Q: Fitness preservation of fall-throughs in IM-D

Sebastian · April 2021

Hello experts on inductive mining,

here's a conundrum about fitness preservation in the Inductive Miner framework based on directly-follows graphs (IM-D), as presented by Sander Leemans in his Ph. D. thesis.

In section 6.1.1 of his thesis, dealing with the basic log-based IM, Leemans presents tHe following log L69:

<b, c, d, e>

<d, b, e>

<e, b>

<c, b>

<b, d, e, c>

To L69 he applies a parallel cut, and splits the log so that the non-atomic part of the cut is represented by log L71:

<c, d, e>

<d, e>

<e>

<c>

<d, e, c>

That log has a directly-follows graph (DFG71) in which activity d, although it does not occur at the end of a trace, is classified as an end node after the split, on account of having an outgoing connection to activity b in the parent graph.

Leemans states that no cut can be found for DFG71, and using IM he applies a fall-through, namely activityConcurrent. That fall-through takes out d and places it concurrently to the other activities. Moreover, when applying a parallel cut to the remaining part of the log containing c and e, empty traces are introduced into the log (to fill up traces to equal length, I guess).

With IM-D, which does not use the log at all, but only the DFG, we can do neither of these things.

the information for the introduction of empty traces is just not present in the DFG. So even if we could adapt the activityConcurrent fall-through, we'd finally end up with a simple parallelism over c, d, e.

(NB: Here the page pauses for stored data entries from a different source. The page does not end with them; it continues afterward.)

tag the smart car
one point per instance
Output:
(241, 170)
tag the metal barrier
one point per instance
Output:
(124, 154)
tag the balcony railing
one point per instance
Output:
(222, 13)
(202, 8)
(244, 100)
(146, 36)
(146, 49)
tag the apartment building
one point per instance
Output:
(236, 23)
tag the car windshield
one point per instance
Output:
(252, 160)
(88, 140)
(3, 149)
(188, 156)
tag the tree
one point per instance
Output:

That would not preserve fitness.
as Leemans discusses later, the activityConcurrent fall-through is too expensive to adapt to IM-D. The next more specific fall-through that is part of IM-D is strictTauLoop. This fall-through will remove every edge from an end activity to a start activity. In our case, as every activity is both an end and a start activity, it will remove ALL edges between c, d and e, leaving us with three isolated activities, which in turn will be translated to a process tree with an XOR over these activities. This is not fitness preserving either.

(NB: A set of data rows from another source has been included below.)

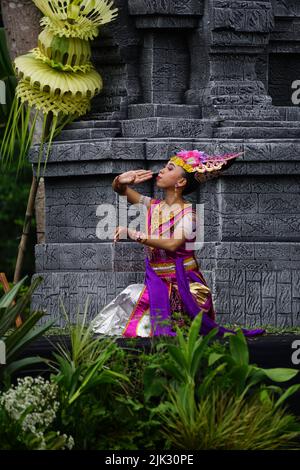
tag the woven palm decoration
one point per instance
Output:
(56, 79)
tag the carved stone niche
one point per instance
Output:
(164, 57)
(231, 37)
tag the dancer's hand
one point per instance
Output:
(120, 233)
(124, 232)
(135, 176)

I must be getting something wrong, because I trust Leemans' claim that fall-throughs preserve fitness. His thesis has been reviewed many times. But still I do not see how to apply the rules of the IM-D framework in a fitness preserving way to this example. As fitness preservation is said to be one of the main features of inductive mining, I feel bad about this. Can someone please enlighten me?

Sebastian

Sebastian · April 2021

Update regarding ProM 6.10: I'm still more confused by the behavior of ProM. When I import a log L69 from a csv-file, converting it to a directly follows graph and then run plugin "Mine process tree with Inductive Miner - directly follows" (written by Leemans) on that DFG, then contrary to what he says in his thesis, the miner actually finds a loop cut over the DFG that remains after making the first parallel cut. (This loop cut also strangely involves two empty redo parts.)

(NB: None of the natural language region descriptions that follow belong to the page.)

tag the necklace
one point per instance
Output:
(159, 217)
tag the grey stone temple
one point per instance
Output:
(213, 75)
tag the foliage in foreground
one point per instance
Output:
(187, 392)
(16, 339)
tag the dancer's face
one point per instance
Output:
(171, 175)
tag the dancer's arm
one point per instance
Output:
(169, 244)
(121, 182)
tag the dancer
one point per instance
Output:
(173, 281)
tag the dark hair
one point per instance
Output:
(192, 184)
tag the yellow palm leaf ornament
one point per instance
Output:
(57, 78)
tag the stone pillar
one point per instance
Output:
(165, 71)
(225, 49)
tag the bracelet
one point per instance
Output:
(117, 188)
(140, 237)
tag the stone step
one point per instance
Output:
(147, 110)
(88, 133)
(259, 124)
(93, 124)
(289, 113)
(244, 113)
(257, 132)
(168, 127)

Are there perhaps alternative specifications of IM-D that differ from the thesis?

hverbeek · April 2021

Hello Sebastian,

I have asked Sander Leemans to have a look at your questions.

All I can say at this point in time is that the Inductive miners has been a 'work in progress' for the recent years, and that the current version of the Inductive miner may behave differently from the version at the time when Sander wrote his thesis. Sander's thesis dates from 2017, the then-current version of ProM was version 6.6. Perhaps you could try the Inductive miner from ProM 6.6 on the example logs. For this, you will have to install ProM 6.6 next to ProM 6.10, but that should not be a problem. Different versions of ProM can co-exist.

Kind regards,

Eric.

Sebastian · April 2021

OK, I discovered one of my mistakes: Of course using the strictTauLoop fall-through will introduce the loop node into the process tree. But I still don't see how IM-D can discover the structure (XOR, c, SEQ(XOR(d, tau), e)) after strictTauLoop has stripped everything down to three isolated vertices. It does discover this in ProM 6.10, but in theory shouldn't it be just XOR(c,d,e)?

Sebastian · April 2021

Next step: strictTauLoop will not strip away the edge between d and e, because d will not be counted an end node after the loop split, because it has no connection to the outside: The connection to b will have been removed when splitting the DFG after the parallel cut.

This explains why there is a sequence from d to e.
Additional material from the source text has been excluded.